The FDA announced today that more than 50 laboratory sites were chosen to participate in its program for streamlined regulatory reviews.

In total, 53 sites made the FDA’s initial list for participation in its Accreditation Scheme for Conformity Assessment (ASCA) program, which will set out to support more streamlined regulatory reviews of medical device market applicants’ compliance to voluntary consensus standards, according to a news release.

All sites selected by the FDA are designated to perform basic safety and essential performance testing to ANSI/AAMI 60601-1 as well as IEC 61010-1 standards for medical devices undergoing 510(k) and other premarket submissions. Also included in the ASCA program is testing to biocompatibility standards such as ISO 10993, although no labs that are currently on the FDA list has been designated to provide such testing at this time.

Cook Research Incorporated (CRI), a part of Cook Medical, was one of the 53 sites selected for the ASCA pilot program to increase consistency and predictability with testing that has demonstrated compliance to the technical standards.

CRI said in a news release that it was granted designation through the “basic safety” arm of the program. CRI and its 200 employees are located in West Lafayette, Ind.

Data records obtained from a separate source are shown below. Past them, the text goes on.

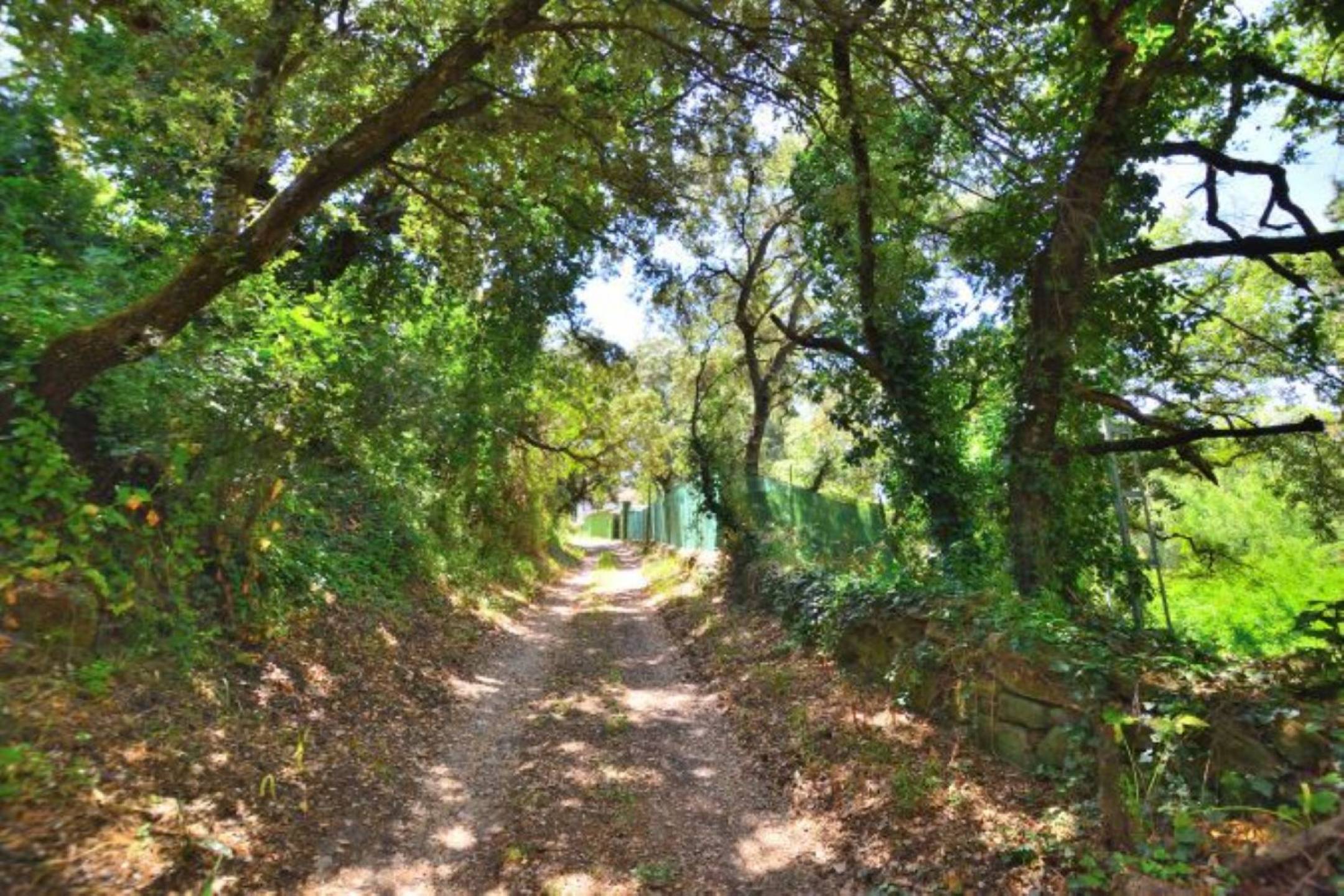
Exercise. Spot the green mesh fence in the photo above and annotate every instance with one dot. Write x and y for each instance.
(808, 525)
(799, 521)
(600, 525)
(675, 519)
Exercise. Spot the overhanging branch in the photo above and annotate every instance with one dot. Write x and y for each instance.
(1186, 437)
(1244, 248)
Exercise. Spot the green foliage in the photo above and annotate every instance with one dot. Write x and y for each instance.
(1252, 564)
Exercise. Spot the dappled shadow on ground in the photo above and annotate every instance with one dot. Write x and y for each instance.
(913, 806)
(585, 759)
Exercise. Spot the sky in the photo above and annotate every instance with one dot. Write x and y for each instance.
(614, 304)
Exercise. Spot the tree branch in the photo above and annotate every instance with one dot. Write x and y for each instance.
(588, 460)
(1269, 72)
(1258, 248)
(1186, 437)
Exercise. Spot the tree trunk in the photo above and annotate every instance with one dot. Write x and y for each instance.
(756, 437)
(1061, 278)
(76, 359)
(901, 357)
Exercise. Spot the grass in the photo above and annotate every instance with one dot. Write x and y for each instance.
(656, 874)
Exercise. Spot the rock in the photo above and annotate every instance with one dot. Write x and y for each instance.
(1020, 711)
(1025, 678)
(1301, 747)
(1054, 747)
(1014, 745)
(1233, 747)
(1136, 884)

“This accreditation is a landmark both for patients and for Cook,” CRI president Jennifer Kerr said in the release. “Becoming an ASCA-accredited test lab is an acceptance of nonclinical medical device testing because we have demonstrated through this program that we can provide consistently high-quality and scientifically sound testing methodology and outcomes.  We can continue our testing knowing we can collectively get devices to patients more efficiently.”